Hinweis: Der Einsatz von AFDDs stellt laut Normenabschnitt 421.7 eine mögliche anlagentechnische Maßnahme dar. Allerdings muss darauf hingewiesen werden, dass dies unter Umständen keine vollumfängliche Maßnahme darstellen kann, da für Stromkreise über 20 A und Drehstromkreise derzeit keine AFDDs zur Verfügung stehen.

Gilt die Norm nur für den gewerblichen Bereich?

Die Norm betrifft Privatbauten, Gewerbeobjekte und Öffentliche Einrichtungen.

Ist die Risikobeurteilung durch den Elektrofachbetrieb vorgeschrieben?

Nein, denn wie und durch wen diese Risiko- und Sicherheitsbeurteilung durchgeführt werden soll, wird in der Norm nicht näher beschrieben oder gefordert.

Ist eine Risikobewertung durch einen Elektrofachbetrieb sinnvoll?

Der Landesinnungsverband für das Bayerische Elektrohandwerk rät aktuell nachdrücklich von der Durchführung einer Risiko- und Sicherheitsbeurteilung durch das Elektrohandwerk ab. Das Elektrohandwerk ist für die brandschutztechnische Beurteilung von Gebäudeteilen nicht ausgebildet und Schäden, die sich aus Beurteilungsfehlern hinsichtlich des Brandschutzes ergeben könnten, sind in der Regel auch nicht versichert. Eine Ausnahme stellen lediglich Personen dar, die über die entsprechende Ausbildung verfügen und diese nachweisen können.

Muss ein Elektrofachbetrieb der Aufforderung zur Durchführung einer Risikobewertung nachkommen?

Nein, weil unsere Mitgliedsbetriebe für diese Risikobeurteilung weder ausgebildet und in den überwiegenden Fällen auch nicht versichert sind.

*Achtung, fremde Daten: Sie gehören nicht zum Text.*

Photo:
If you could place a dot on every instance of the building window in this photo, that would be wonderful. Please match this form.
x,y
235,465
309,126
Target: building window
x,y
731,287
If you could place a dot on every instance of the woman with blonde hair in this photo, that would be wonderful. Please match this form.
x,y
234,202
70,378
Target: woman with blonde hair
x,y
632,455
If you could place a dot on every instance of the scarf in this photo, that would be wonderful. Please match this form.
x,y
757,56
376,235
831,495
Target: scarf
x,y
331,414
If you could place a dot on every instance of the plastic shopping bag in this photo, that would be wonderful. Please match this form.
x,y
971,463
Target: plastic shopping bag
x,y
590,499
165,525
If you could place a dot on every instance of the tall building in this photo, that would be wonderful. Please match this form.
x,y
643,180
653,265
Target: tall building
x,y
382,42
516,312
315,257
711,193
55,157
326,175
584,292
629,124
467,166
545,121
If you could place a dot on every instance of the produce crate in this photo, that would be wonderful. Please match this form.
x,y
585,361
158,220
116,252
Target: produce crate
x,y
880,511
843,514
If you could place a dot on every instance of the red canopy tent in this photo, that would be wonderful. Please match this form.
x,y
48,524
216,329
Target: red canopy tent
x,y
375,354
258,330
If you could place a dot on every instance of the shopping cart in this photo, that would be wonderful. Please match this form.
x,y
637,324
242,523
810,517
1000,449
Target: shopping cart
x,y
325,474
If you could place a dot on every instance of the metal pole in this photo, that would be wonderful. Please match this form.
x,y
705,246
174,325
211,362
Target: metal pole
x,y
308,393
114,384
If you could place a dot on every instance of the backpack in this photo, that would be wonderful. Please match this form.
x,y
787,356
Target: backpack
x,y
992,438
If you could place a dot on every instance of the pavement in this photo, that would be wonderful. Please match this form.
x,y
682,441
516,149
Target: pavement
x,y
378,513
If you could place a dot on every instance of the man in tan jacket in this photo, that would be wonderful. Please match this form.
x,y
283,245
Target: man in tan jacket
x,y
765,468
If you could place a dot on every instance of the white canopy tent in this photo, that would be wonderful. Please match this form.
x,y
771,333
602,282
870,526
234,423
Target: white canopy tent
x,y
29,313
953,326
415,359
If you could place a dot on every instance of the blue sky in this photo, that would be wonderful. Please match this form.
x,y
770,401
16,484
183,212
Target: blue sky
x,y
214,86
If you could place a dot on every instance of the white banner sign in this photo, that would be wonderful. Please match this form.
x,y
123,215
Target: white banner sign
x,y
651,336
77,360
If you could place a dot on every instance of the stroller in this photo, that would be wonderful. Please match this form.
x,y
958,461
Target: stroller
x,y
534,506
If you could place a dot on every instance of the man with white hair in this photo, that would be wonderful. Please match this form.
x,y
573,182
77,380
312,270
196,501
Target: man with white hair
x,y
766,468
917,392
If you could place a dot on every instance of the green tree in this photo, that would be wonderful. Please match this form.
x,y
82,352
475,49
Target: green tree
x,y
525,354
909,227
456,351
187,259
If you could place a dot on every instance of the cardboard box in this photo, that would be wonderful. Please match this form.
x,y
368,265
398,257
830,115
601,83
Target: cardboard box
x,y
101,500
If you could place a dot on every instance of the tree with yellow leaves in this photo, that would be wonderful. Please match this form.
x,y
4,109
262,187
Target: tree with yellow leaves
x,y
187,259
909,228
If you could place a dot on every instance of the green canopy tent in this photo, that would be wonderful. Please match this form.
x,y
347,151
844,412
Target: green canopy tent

Welche Personengruppen sollten eine Risikobewertung durchführen?

Eine baurechtlich anerkannte Person, ein Architekt, ein Brandschutzgutachter, auf jeden Fall jemand, der die dazu notwendige Ausbildung erhalten hat und das auch nachweisen kann. Diese Personen verfügen im Regelfall dann auch über die dazu notwendige Vermögensschadenhaftpflicht, die im Haftungsfall greift.

 

Wie sieht es mit Risikobewertungen bei Großbaustellen aus?

Diese stellen im Regelfall kein Problem dar, da bei großen Bauprojekten im Regelfall ein Brandschutzgutachter mit eingebunden ist, der das Thema abdeckt.

Wie könnte eine geeignete Strategie beim Kunden aussehen?

Bis zur abschließenden Klärung des Sachverhaltes empfehlen wir Ihnen bis auf weiteres daher folgende Vorgehensweise:

  1. Sofern sinnvoll proaktiv den Einbau eines AFDD empfehlen. Nutzen sie dazu das Muster-Anschreiben des Elektroverbandes Bayern
  2. Schriftlicher Hinweis an Ihren Auftraggeber (Bauherren) bzgl. der normativen Empfehlung von AFDDs
  3. Prüfung durch den Auftraggeber ob besondere Risiken nach 421.7 vorliegen und ob besondere Maßnahmen getroffen werden müssen
  4. Nur der Auftraggeber kann über bauliche, organisatorische und / oder anlagentechnische Maßnahmen befinden und diese entsprechend bei den jeweiligen Gewerken beauftragen
  5. Wenn sich der Auftraggeber für AFDDs als anlagentechnische Maßnahme entscheidet, muss der Einbau und die Prüfung nach Herstellervorgaben erfolgen.
  6. Lassen Sie sich die Kundenentscheidung schriftlich (nach Möglichkeit inkl. der Risiko- und Sicherheitsbeurteilung) aushändigen
  7. Bewahren Sie diese länger als die üblichen 10 Jahre auf

Wie verhalte ich mich, wenn eine Risikobewertung vorliegt?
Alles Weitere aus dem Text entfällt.